Il m’apparaît pourtant que le terrain, il faut l’occuper : l’importance de la science fondamentale, l’émerveillement des théories validées par l’observation, la joie de construire ensemble dans la diversité, le ciel comme dernier rempart de la diplomatie… Je dis tout ça comme à l’accoutumée, en français, traduite instantanément dans les casques en espagnol – et il y a une drôle de poésie chantée à ce balancier de langues. Au moment des dédicaces, surprise, les madrilènes font aussi la queue pour acheter mon livre en français et me susurrent de si jolies choses – pendant que la star astronaute signe le sien à ses fans.
Dans les rues étouffantes de cette ville qui m’échappe et pétille dans ses recoins, je pense Movida madrileña, au regard noir couteau de Penelope Cruz, les couleurs saturées d’Almodovar, la voix sucrée de Mecano dans Mujer contra Mujer. Aux deux femmes avec qui j’ai partagé la scène, toutes deux étrangement androgynes mais pas dans le même genre : l’astronaute est glamour, l’entrepreneuse fonceuse. Je me dis que nous sommes devenues des incarnations – même moi à ma toute modeste envergure – c’est un peu merveilleux et un peu effrayant, de tenir cette magie-là entre les doigts, la possibilité d’émouvoir, d’émerveiller, d’inspirer, de donner envie et l’espoir.
Son [non, pas Mecano, mais de la vraie couleur s’il vous plaît, avec du flamenco rumba !] : Paco de Lucía, Entre Dos Aguas, 1981
Fête de la musique – annulée puis maintenue – par 37 degrés à l’ombre dans l’ancienne mairie de Sceaux A. acrobate sérieux et heureux sur un six mains de Cornick
Par la fenêtre transpirent les grands tilleuls verts. Un autre siècle, cette ville.

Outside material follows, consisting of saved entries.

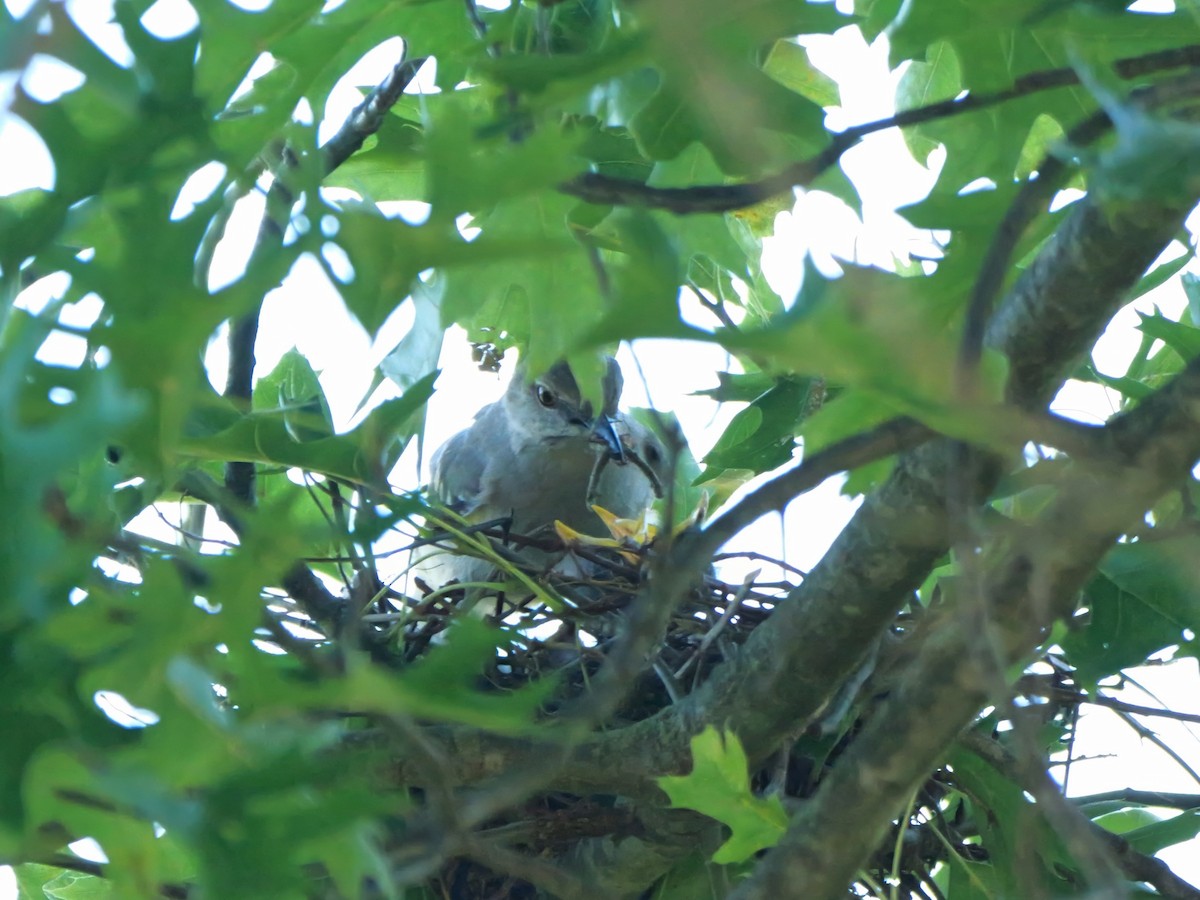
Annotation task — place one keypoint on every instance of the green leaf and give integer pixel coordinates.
(762, 436)
(293, 389)
(719, 787)
(1152, 838)
(1179, 336)
(528, 281)
(1141, 600)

Un nocturne de Chopin un Lied de Beethoven accompagné a la guitare : un jeune homme bangladais peau mate et voix de cette texture un peu court sur pieds, regard franc chante allemand sous des moulures. Nous gouttons et frissonnons de tous nos pores comme il pousse son chant d’amour.
Hier les cubes colorés dans la cour de mon institut pour accueillir le public nuit étrange à la lune lunette mon labo chaleureux dans la chaleur
Le tilleul étêté transpire sur le bout de pelouse. Toutes les générations sont attentives et vives.

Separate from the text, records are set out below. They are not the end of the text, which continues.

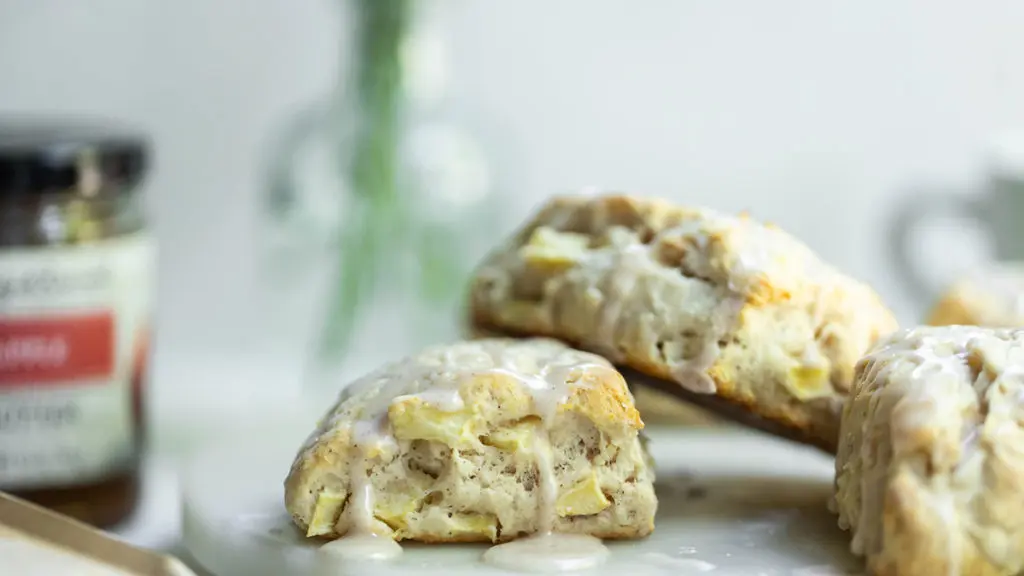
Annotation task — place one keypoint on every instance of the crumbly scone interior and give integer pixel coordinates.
(482, 441)
(930, 470)
(716, 303)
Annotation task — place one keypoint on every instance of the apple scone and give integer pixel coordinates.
(989, 296)
(487, 441)
(731, 314)
(930, 469)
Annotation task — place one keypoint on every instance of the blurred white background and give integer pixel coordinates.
(813, 114)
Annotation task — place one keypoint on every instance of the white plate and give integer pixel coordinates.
(730, 503)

Als mir noch die Träne der Sehnsucht nicht floß, Und neidisch die Ferne nicht Liebchen verschloß, Wie glich da mein Leben dem blühenden Kranz, Dem Nachtigallwäldchen, voll Spiel und voll Tanz!

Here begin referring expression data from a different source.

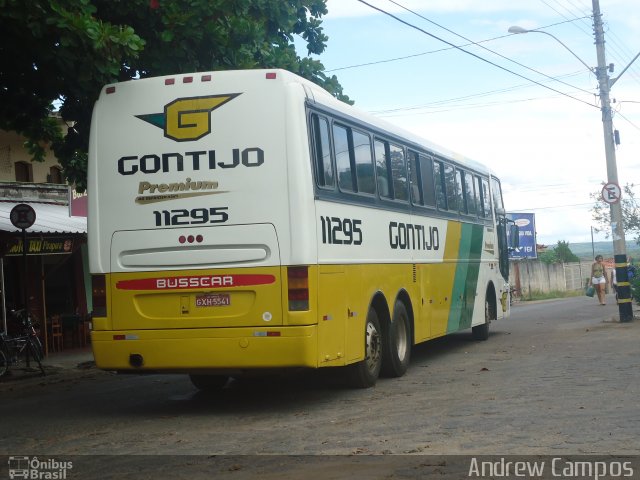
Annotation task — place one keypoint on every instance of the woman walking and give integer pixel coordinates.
(599, 279)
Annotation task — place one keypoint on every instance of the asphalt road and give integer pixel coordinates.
(557, 378)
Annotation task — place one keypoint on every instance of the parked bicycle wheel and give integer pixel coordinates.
(4, 362)
(36, 352)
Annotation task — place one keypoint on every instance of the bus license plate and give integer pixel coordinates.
(213, 300)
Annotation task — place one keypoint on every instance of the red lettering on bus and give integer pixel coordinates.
(198, 281)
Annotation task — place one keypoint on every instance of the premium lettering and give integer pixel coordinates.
(186, 186)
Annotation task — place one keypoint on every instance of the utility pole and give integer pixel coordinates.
(617, 225)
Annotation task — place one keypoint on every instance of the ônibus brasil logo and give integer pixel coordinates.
(187, 119)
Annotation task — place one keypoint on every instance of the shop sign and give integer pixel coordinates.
(41, 246)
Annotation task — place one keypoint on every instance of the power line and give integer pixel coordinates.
(483, 47)
(457, 99)
(394, 59)
(472, 54)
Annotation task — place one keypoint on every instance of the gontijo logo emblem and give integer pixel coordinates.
(187, 119)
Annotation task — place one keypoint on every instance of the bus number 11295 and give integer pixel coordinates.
(341, 231)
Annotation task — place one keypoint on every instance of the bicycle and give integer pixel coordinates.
(27, 342)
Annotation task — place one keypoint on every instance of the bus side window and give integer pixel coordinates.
(363, 162)
(451, 187)
(322, 152)
(441, 196)
(476, 182)
(496, 191)
(343, 159)
(469, 193)
(426, 172)
(398, 173)
(382, 173)
(462, 201)
(486, 201)
(414, 178)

— Christian Ludwig Reissig (1783-1822), Lied aus der Ferne [Pour le plaisir de lire et dire l’intraduisible Sehnsucht]
Son 1 : Mike Cornick, Benodet Breeze, interprété par Some Handsome Hands, in Some Handsome Hands, 2013
tours médiévales colombages sculpture de Calder cathédrale, église, abbatiale colombages passage hortensias et colombage cabossé cathédrale gros horloge escalier dérobé entre les colombages au milieu de la nuit l’alarme incendie église, aître quais avec de l’herbe et la craie étrange jardin de ruines aux huîtres citron Neuchâtel église toit d’ardoise tournée, glaces, café petite histoire de Rouen dans les années 80 cathédrale et colombages
Son : Cécile McLorin Salvant, Wuthering Heights, in Ghost Song, 2022
Vue de l’église Saint Maclou, juin 2026Gros horloge, Rouen, juin 2022Rouen, escalier dérobé, juin 2022
C. et V. au bistrot à Quai de la Gare, face à la Seine et sous les cahots du métro aérien, à discuter jury de concours, pulsars, interférométrie et spectre de rayons cosmiques – elle a les cheveux roses, et toujours une sorte de défiance mêlée d’un embrassement. Il ne change pas. Il me parle toujours comme si je comprenais tout, et avec une considération quasi-inconditionnelle. Entre eux aussi, cette considération. Ils ne changent pas. On dirait le frère et la sœur, c’est ce genre d’affection ; mais entre nous trois aussi, le lien familial thésitif. C’est un peu comme dans le chapitre de mon livre, me dis-je beaucoup plus tard, quand ils ont chacun pris leur train vers les antipodes maritimes de la France.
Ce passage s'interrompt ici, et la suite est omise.